J'ai entendu que 30 % des communes n'avaient pas transféré la compétence voirie aux intercommunalités. Est-ce que nous ne pourrions pas montrer le chemin en étant incitatifs sur la réalisation d'un tel transfert ? Par expérience, quand les communes les plus réticentes à transférer la compétence voirie y ont été forcées, elles ne veulent plus reprendre cette compétence par la suite, en raison des bénéfices tirés de « l'effet de masse Dans certains cas, la défense des petites communes passe aussi en leur montrant en chemin. Il y a des économies à faire.

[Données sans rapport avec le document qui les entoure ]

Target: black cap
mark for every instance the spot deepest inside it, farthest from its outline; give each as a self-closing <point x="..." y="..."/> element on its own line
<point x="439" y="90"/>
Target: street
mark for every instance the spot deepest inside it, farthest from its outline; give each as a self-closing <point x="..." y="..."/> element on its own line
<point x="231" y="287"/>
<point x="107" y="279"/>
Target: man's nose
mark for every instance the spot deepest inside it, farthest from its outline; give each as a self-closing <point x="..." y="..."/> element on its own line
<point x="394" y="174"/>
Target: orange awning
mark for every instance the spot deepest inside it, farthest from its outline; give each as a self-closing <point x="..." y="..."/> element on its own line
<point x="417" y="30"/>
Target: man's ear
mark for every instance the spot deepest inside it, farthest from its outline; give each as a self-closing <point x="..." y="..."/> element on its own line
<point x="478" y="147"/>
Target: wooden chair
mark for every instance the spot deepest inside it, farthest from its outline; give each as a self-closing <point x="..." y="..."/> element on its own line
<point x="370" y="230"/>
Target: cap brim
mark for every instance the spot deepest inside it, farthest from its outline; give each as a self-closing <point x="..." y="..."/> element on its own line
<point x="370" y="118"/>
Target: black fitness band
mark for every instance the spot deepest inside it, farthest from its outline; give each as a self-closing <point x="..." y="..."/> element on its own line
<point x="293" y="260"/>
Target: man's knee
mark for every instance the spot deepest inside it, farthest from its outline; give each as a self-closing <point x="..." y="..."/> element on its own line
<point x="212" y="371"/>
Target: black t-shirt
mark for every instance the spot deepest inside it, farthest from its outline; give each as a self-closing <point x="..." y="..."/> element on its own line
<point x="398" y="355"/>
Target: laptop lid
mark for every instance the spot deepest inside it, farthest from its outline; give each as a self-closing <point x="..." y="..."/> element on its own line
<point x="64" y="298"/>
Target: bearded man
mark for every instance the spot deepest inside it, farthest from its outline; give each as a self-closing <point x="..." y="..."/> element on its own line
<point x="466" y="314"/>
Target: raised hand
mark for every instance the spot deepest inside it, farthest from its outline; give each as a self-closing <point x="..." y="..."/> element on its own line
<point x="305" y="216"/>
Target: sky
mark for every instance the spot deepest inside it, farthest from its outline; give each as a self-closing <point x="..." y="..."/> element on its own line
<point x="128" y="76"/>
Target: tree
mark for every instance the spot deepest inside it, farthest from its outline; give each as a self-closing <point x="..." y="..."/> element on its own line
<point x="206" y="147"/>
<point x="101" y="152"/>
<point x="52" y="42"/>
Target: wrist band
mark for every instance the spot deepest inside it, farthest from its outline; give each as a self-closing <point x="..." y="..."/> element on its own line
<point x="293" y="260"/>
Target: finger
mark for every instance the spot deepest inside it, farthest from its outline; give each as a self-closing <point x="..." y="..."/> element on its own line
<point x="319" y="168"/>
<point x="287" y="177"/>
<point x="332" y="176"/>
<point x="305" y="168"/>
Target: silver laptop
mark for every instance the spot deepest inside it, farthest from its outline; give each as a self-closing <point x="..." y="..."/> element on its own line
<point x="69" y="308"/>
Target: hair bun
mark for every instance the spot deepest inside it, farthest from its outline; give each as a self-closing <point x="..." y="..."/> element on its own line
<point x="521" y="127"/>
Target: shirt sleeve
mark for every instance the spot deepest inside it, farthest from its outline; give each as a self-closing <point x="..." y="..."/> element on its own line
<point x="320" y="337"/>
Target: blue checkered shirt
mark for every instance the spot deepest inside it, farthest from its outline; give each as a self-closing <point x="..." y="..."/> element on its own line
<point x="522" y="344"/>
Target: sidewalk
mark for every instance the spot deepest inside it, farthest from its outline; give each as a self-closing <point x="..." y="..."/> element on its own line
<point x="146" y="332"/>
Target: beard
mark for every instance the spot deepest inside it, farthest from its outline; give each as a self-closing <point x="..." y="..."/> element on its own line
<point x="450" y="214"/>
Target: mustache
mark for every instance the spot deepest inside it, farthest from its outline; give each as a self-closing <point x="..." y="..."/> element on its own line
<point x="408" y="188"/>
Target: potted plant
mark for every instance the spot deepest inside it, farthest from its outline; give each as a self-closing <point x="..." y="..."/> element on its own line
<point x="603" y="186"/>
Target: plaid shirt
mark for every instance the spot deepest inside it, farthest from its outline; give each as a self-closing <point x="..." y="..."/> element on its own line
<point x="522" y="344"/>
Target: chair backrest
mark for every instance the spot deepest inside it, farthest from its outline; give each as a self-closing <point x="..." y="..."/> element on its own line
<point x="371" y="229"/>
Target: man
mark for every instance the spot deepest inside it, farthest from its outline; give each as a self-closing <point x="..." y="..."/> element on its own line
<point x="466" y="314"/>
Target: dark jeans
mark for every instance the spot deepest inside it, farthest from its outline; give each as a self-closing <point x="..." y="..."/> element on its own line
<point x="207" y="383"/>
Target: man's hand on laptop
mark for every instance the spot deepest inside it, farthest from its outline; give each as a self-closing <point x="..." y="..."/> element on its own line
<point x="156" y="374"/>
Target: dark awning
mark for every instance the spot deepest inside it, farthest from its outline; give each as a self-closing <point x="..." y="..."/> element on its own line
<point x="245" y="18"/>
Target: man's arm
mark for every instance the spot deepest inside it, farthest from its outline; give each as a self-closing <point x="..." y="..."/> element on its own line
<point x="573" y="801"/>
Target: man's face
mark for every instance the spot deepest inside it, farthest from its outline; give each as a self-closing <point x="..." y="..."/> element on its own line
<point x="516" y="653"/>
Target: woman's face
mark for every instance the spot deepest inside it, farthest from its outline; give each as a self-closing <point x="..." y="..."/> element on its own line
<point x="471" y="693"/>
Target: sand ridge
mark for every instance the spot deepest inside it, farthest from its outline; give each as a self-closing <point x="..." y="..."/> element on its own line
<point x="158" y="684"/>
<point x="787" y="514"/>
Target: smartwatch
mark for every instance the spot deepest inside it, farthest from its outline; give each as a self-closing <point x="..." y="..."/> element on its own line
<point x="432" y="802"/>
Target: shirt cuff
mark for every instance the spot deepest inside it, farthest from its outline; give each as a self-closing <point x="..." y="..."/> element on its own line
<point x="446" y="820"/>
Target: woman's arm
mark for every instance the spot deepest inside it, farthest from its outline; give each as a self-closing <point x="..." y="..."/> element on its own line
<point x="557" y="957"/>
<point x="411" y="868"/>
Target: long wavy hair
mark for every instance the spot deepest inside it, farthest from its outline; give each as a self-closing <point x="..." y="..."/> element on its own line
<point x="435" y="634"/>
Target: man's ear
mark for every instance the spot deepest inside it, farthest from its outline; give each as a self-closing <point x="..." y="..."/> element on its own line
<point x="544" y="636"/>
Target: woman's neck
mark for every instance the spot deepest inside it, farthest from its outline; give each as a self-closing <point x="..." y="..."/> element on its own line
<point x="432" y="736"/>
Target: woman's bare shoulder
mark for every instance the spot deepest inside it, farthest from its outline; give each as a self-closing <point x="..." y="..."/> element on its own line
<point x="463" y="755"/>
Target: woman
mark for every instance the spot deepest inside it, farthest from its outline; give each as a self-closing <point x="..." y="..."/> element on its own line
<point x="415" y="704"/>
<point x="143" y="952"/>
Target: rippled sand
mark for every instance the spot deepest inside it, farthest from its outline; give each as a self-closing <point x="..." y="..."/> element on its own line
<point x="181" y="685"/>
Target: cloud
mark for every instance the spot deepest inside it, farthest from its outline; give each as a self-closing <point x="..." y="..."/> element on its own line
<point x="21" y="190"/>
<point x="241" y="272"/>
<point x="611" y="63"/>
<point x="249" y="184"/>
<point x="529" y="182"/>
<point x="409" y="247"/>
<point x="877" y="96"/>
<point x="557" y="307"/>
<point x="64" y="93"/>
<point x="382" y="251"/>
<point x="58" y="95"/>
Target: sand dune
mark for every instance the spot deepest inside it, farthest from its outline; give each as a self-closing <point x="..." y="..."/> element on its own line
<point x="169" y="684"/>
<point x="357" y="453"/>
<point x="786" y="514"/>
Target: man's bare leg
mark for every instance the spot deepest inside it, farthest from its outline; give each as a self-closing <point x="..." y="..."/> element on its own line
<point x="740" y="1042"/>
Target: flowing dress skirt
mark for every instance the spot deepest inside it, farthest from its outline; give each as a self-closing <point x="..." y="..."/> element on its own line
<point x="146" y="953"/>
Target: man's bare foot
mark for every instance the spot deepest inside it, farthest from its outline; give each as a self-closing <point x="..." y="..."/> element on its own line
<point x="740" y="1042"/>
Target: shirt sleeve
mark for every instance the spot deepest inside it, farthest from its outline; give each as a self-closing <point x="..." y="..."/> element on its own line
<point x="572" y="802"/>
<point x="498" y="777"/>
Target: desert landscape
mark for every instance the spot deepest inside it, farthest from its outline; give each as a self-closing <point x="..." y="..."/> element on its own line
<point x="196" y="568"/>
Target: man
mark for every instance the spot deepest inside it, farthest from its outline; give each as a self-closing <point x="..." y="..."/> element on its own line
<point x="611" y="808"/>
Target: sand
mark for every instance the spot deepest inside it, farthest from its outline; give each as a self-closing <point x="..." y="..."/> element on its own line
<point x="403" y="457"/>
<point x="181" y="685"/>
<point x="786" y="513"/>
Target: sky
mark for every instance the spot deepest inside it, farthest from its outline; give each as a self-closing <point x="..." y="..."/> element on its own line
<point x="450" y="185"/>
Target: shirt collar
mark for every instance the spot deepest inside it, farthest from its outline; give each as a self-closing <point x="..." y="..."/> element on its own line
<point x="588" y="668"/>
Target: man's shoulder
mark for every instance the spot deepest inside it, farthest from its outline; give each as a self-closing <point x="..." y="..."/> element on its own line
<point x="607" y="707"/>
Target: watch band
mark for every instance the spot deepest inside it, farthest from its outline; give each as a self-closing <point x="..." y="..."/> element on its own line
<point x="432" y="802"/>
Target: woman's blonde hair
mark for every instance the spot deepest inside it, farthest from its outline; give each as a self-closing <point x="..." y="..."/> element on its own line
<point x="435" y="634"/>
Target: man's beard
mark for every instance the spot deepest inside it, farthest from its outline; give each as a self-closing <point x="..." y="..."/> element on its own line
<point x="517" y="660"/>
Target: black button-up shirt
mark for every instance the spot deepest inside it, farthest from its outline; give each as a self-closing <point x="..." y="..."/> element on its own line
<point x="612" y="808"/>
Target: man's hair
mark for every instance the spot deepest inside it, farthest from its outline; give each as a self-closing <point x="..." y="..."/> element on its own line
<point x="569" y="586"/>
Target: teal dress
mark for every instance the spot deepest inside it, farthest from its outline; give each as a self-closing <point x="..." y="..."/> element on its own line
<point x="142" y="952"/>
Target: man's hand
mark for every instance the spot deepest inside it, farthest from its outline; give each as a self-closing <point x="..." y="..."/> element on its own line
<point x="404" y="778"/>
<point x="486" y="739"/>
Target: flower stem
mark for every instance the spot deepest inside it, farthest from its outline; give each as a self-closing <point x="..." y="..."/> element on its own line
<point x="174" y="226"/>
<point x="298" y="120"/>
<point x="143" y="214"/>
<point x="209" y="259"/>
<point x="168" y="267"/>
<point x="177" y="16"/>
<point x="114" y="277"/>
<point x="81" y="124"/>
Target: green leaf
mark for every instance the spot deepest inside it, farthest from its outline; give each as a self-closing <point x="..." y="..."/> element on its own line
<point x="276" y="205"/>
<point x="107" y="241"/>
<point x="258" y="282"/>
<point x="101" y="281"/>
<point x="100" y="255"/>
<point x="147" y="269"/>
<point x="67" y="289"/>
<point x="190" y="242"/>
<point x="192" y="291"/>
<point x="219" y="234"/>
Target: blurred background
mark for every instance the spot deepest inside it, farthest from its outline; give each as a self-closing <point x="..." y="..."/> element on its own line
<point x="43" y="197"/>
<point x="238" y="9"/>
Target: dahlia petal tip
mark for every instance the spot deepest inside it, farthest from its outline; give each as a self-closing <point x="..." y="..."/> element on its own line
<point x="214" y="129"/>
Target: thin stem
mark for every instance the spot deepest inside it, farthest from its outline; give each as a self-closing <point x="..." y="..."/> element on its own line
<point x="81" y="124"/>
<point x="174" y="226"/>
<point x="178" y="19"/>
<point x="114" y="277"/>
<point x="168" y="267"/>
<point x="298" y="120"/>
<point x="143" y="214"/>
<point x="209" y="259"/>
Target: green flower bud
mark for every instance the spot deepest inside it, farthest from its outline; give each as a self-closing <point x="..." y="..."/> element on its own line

M. Michel Dagbert, rapporteur. - C'est un crève-coeur pour un certain nombre d'élus de transférer la compétence voirie au niveau intercommunal. Compte tenu de la technicité nécessaire, des montants en jeu et de la responsabilité de celui qui est en charge de l'ouvrage, ce transfert de compétence va se faire naturellement. Il n'est pas utile de s'accrocher à l'exercice d'une compétence si elle pose des difficultés en termes de responsabilité et en matière technique et financière.

Concernant l'ingénierie, le Cerema est plutôt bien identifié par les départements compte tenu des compétences qu'ils possèdent, comme l'illustre par exemple les travaux de l'association professionnelle des directeurs généraux adjoints en charge de la voirie qui participe à des colloques et des études nationales voire internationales. Par contre, les communes et les intercommunalités méconnaissent le Cerema et on se demande d'ailleurs s'il pourra faire face à un fort afflux de demandes et répondre aux sollicitations, ses moyens ayant été réduits ces dernières années.

M. Patrick Chaize, rapporteur. - Concernant le transfert de compétence voirie, il faut ajouter que certaines intercommunalités n'en veulent pas non plus ! Il ne peut pas y avoir de généralisation en la matière.

M. Hervé Maurey, président. - Je comprends qu'une intercommunalité n'ait pas envie de récupérer une compétence très coûteuse. Lorsque cette question a été évoquée avec les maires de Seine-et-Marne, ils étaient hostiles à un tel transfert, y compris ceux qui n'arrivaient pas à financer la reconstruction de leurs ponts, car ils avaient le sentiment de perdre une compétence importante, contribuant une nouvelle fois à la diminution de leur pouvoir.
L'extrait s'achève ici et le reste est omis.